Jasmine Crockett also dominated her election in the state's heavily blue 30th congressional district, which covers a large chunk of the city of Dallas.

Crockett had the backing of the district's outgoing Rep. Eddie Bernice Johnson and was heavily favored to win it all. She came through with more than 74% of the vote.

The Texas House member shot to the national spotlight after leading a walkout in May to temporarily block state Republicans' voter suppression law. Her campaign platform centered on voting rights, criminal justice reform, living wage increases, environmental justice, and health care expansion.

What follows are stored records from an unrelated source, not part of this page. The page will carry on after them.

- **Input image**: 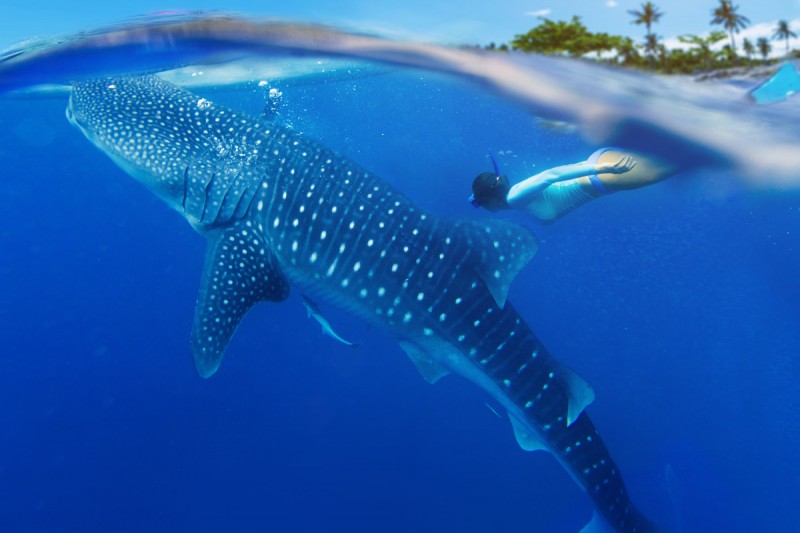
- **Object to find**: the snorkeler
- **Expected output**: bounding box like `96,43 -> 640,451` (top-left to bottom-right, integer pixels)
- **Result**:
469,148 -> 673,222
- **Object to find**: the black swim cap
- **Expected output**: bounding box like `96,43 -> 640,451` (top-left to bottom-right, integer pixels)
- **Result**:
472,172 -> 511,211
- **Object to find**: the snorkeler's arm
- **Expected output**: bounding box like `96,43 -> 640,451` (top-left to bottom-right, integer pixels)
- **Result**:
507,155 -> 636,206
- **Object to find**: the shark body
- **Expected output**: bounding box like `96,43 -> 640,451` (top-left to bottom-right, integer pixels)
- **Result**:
67,77 -> 655,531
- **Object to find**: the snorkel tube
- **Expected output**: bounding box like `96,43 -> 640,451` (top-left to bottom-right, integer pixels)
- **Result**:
467,152 -> 500,209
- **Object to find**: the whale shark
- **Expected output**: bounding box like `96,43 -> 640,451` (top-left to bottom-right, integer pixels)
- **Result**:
300,294 -> 356,346
66,76 -> 658,532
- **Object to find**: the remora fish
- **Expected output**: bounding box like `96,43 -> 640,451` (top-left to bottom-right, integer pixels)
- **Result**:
67,76 -> 656,532
300,294 -> 356,346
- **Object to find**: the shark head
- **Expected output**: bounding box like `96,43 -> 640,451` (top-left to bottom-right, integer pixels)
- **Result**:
66,77 -> 200,207
66,76 -> 264,227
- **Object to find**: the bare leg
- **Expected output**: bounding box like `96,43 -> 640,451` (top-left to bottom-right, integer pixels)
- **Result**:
579,150 -> 675,196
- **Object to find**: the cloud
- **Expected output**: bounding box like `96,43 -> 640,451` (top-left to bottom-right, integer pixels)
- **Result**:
525,9 -> 552,17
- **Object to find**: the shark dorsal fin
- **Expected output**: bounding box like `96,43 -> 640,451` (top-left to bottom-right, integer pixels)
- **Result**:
558,365 -> 594,426
397,340 -> 450,383
508,413 -> 547,452
192,221 -> 289,378
456,220 -> 539,309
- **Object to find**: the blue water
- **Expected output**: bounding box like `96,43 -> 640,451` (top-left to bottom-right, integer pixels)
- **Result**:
0,26 -> 800,533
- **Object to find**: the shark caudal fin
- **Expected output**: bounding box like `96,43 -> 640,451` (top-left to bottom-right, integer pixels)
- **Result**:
455,220 -> 539,309
192,221 -> 289,378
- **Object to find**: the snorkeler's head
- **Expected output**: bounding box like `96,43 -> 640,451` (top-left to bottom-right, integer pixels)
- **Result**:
470,172 -> 511,211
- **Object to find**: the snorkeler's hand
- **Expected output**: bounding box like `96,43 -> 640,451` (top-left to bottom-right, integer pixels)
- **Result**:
594,155 -> 636,174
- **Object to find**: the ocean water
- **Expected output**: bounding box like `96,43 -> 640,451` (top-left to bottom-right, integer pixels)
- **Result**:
0,14 -> 800,532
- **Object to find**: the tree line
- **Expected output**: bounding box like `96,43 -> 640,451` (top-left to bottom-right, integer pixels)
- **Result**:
486,0 -> 800,74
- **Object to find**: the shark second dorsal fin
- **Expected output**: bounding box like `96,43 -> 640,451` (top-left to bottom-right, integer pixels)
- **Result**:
397,340 -> 450,384
557,365 -> 594,426
508,413 -> 548,452
192,222 -> 289,378
456,216 -> 539,309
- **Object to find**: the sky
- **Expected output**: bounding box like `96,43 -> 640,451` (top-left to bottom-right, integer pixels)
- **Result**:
0,0 -> 800,53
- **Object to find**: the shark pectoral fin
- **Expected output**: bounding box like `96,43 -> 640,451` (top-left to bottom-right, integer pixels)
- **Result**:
456,220 -> 539,309
580,510 -> 614,533
558,365 -> 594,426
508,413 -> 548,452
397,340 -> 450,384
192,222 -> 289,378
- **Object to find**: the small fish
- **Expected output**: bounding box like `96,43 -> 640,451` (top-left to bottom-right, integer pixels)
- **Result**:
300,294 -> 357,346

Crockett also received endorsements from Sens. Bernie Sanders and Elizabeth Warren, along with a host of other elected officials, faith and community leaders, and labor unions.

Michelle Vallejo (TX-15)

Michelle Vallejo gained national support in her campaign to represent Texas' 15th congressional district.
Michelle Vallejo gained national support in her campaign to represent Texas' 15th congressional district.  © REUTERS

After a stunning first run for office, political newcomer Michelle Vallejo lost her election to represent South Texas' 15th congressional district to Republican contender Monica de la Cruz.

Vallejo decided to enter the race when incumbent Rep. Vicente Gonzalez announced he was running in Texas-34 due to redistricting.

The Alton native won her primary runoff by just a handful of votes. She came away on Tuesday with almost 45% of ballots cast.

Vallejo's campaign focused on immigration reform, Medicare for All, education, environmental justice, and workers' rights. Her vision of bold change garnered support from progressive and establishment Democrats alike.

Sens. Bernie Sanders and Elizabeth Warren and Congressional Progressive Caucus Chair Pramila Jayapal were among those who endorsed Vallejo. Bill and Hilary Clinton also showed their support, with the former president traveling to Edinburg on the eve of the election to rally with the Democratic nominee.

While Vallejo may not have pulled through this time, she has succeeded in making a name for herself on the national stage as one of a rising number of progressive South Texas women seeking office.

Claudia Zapata (TX-21)

Claudia Zapata ran a campaign centered on progressive change for rural areas in her bid to represent Texas' 21st congressional district.
Claudia Zapata ran a campaign centered on progressive change for rural areas in her bid to represent Texas' 21st congressional district.  © Screenshot/Instagram/poderconclaudia

Claudia Zapata, another political newcomer, lost her bid to unseat Republican incumbent Chip Roy in Texas' 21st congressional district, which covers the area north of San Antonio.

Zapata became the Democratic nominee in the district after winning her primary runoff with 64% of the vote.

Her campaign focused on Medicare for All, a Green New Deal, campaign finance reform, and an end to food insecurity. She got endorsements from labor unions, community organizations, student groups, and more.

Zapata did not receive the same level of national attention as some of her fellow progressive candidates in the state. Nevertheless, she managed to come away with over 37% of the vote in a district many wrote off as solidly red.

Zapata's campaign proved that Democrats should not ignore rural Texas.

Though Tuesday's congressional election results proved a mixed bag for progressives, the rising tide of working-class political power in the state is hopefully a sign of more good things to come!